En Topolobampo, los armadores enfrentan el reto de reunir entre 1 y 1.5 millones de pesos por embarcación para realizar reparaciones, mantenimiento y abastecimiento antes de salir a altamar. El monto debe cubrir trabajos en motores y estructuras, limpieza, pintura y otras adecuaciones necesarias para garantizar autonomía durante los primeros días de pesca.
El problema no es nuevo. Durante la temporada anterior, únicamente 23 de unas 60 embarcaciones de la flota de Topolobampo lograron salir, de acuerdo con representantes del sector. Para el próximo ciclo, la meta es recuperar al menos ese número de barcos activos, aunque el financiamiento continúa siendo uno de los principales obstáculos.
La situación adquiere mayor relevancia ante el próximo inicio de la temporada. La pesca de camarón en bahías y sistemas lagunares de Sinaloa comenzará el 22 de septiembre, mientras que las capturas en aguas marinas del Pacífico están autorizadas a partir del 7 de octubre.
El sector también enfrenta incertidumbre sobre la disponibilidad del recurso. En la temporada 2025-2026, Conapesca reportó 7 mil 861 toneladas de camarón capturadas en Sinaloa al 27 de enero.
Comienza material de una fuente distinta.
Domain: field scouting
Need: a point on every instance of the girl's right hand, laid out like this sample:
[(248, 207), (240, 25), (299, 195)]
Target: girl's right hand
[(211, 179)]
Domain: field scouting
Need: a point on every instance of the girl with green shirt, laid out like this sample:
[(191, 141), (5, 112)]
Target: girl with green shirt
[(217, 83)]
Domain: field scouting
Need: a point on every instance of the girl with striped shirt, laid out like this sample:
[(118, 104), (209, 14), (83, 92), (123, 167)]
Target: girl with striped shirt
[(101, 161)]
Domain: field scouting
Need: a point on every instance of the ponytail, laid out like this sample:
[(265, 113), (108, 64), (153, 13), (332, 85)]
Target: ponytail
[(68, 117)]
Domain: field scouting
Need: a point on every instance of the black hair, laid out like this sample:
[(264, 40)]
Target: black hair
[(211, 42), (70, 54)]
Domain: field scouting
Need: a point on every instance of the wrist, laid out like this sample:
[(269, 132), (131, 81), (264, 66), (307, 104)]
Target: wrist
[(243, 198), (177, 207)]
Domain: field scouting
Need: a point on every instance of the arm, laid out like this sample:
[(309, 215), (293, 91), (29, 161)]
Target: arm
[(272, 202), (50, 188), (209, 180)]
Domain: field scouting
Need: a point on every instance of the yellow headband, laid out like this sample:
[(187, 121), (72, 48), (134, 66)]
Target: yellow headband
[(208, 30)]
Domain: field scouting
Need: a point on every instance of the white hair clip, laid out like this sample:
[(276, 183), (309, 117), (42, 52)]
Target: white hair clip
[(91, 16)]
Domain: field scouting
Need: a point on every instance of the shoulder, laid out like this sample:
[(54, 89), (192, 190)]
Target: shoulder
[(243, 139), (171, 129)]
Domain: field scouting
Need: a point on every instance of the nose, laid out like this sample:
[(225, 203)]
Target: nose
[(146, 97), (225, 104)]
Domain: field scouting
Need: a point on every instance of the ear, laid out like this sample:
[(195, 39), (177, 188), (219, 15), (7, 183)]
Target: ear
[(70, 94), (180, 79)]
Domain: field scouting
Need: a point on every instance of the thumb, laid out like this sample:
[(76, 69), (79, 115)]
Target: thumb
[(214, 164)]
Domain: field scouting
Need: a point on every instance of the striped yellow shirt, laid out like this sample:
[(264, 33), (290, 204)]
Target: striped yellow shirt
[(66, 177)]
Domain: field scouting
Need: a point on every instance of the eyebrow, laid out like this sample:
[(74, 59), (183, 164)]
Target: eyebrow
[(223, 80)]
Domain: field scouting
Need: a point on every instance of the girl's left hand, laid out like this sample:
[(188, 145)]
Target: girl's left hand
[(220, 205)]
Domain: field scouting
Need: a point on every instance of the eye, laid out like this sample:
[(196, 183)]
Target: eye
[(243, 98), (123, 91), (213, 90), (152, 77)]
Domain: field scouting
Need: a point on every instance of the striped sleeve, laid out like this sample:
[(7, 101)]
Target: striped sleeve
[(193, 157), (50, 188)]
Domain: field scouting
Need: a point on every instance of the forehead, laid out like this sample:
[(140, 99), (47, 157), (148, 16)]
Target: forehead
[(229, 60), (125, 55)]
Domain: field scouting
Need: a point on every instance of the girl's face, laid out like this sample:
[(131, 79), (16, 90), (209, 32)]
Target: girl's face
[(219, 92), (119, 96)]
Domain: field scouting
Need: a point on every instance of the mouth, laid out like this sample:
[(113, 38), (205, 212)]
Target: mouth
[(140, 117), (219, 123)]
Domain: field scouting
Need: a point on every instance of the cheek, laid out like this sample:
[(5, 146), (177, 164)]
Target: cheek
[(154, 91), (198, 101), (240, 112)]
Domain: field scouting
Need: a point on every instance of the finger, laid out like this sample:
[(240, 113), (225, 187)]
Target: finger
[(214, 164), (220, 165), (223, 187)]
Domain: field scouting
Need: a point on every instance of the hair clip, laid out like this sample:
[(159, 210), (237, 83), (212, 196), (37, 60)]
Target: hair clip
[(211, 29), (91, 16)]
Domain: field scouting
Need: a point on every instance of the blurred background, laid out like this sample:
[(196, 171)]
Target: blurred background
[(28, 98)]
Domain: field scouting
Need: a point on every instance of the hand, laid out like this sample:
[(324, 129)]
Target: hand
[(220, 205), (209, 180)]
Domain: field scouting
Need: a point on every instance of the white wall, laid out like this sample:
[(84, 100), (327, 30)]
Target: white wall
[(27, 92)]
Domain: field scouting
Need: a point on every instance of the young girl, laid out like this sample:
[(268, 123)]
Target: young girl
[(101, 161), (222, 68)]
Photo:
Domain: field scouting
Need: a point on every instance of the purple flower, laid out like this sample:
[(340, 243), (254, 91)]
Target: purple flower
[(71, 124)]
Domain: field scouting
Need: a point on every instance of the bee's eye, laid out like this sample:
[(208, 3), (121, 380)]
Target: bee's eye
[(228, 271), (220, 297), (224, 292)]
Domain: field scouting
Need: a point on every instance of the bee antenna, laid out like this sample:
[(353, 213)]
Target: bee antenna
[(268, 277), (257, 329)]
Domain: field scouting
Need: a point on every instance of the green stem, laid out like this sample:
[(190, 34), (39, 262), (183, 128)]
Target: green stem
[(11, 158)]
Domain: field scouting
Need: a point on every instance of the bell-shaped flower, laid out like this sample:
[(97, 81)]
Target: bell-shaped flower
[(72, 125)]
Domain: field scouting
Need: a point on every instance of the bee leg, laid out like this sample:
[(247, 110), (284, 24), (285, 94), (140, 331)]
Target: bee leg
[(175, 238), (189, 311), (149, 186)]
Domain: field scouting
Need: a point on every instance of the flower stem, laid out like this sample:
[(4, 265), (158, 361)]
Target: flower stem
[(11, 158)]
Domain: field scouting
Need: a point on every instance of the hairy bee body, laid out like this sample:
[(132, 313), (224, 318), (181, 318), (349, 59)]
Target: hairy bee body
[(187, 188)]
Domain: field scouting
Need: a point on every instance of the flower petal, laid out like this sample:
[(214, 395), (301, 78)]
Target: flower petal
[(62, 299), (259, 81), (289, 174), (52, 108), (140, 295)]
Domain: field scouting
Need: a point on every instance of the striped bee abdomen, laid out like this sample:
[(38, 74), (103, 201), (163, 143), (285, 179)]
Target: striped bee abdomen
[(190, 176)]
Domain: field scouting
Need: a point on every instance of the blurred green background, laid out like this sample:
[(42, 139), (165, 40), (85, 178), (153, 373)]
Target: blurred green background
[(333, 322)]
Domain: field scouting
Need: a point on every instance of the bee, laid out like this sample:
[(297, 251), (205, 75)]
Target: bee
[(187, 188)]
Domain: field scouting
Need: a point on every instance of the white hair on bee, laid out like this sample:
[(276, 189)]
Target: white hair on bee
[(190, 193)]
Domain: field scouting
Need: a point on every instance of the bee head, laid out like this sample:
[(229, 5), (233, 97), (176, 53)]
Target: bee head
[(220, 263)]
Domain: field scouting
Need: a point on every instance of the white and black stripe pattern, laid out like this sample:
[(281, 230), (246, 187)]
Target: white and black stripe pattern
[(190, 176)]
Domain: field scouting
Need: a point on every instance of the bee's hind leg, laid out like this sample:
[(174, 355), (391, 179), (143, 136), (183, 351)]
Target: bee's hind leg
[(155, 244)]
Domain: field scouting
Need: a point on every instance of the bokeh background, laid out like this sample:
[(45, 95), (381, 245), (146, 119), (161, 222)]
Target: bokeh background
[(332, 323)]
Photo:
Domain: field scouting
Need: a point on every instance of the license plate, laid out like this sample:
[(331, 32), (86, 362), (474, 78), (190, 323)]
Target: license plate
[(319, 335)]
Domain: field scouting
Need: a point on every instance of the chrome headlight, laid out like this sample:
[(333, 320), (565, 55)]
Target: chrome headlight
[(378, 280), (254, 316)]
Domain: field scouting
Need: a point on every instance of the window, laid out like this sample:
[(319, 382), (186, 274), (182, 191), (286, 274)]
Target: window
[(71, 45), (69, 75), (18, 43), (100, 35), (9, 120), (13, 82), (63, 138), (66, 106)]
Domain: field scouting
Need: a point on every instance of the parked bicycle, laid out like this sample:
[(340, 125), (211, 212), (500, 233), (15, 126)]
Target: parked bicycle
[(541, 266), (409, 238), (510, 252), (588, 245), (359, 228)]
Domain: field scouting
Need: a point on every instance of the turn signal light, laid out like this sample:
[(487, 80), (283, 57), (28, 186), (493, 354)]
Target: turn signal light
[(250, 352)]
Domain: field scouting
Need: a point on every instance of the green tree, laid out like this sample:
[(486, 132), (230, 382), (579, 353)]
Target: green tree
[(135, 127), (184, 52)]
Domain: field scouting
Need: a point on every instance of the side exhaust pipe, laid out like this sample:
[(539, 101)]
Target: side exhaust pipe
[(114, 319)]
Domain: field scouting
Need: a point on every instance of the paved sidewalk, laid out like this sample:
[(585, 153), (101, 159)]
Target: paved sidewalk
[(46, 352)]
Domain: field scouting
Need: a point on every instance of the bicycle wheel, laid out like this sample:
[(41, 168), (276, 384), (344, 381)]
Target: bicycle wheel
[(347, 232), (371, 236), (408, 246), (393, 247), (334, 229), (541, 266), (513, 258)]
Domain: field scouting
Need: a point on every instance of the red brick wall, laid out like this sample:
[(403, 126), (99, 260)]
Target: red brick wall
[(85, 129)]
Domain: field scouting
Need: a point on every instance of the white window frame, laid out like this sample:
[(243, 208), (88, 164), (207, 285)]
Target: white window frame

Para este ciclo, pescadores han señalado preocupación por las tallas del crustáceo, los costos de operación, el precio del combustible y la pesca ilegal.
Ante este escenario, representantes pesqueros han pedido mayores apoyos y recursos para Conapesca, así como fortalecer la investigación, vigilancia y ordenamiento de la actividad. Además, IMIPAS prepara estudios para determinar el esfuerzo pesquero adecuado en el litoral del Pacífico.
La combinación de altos costos, menor capacidad operativa e incertidumbre sobre las capturas mantiene bajo presión a una actividad clave para las comunidades pesqueras de Sinaloa.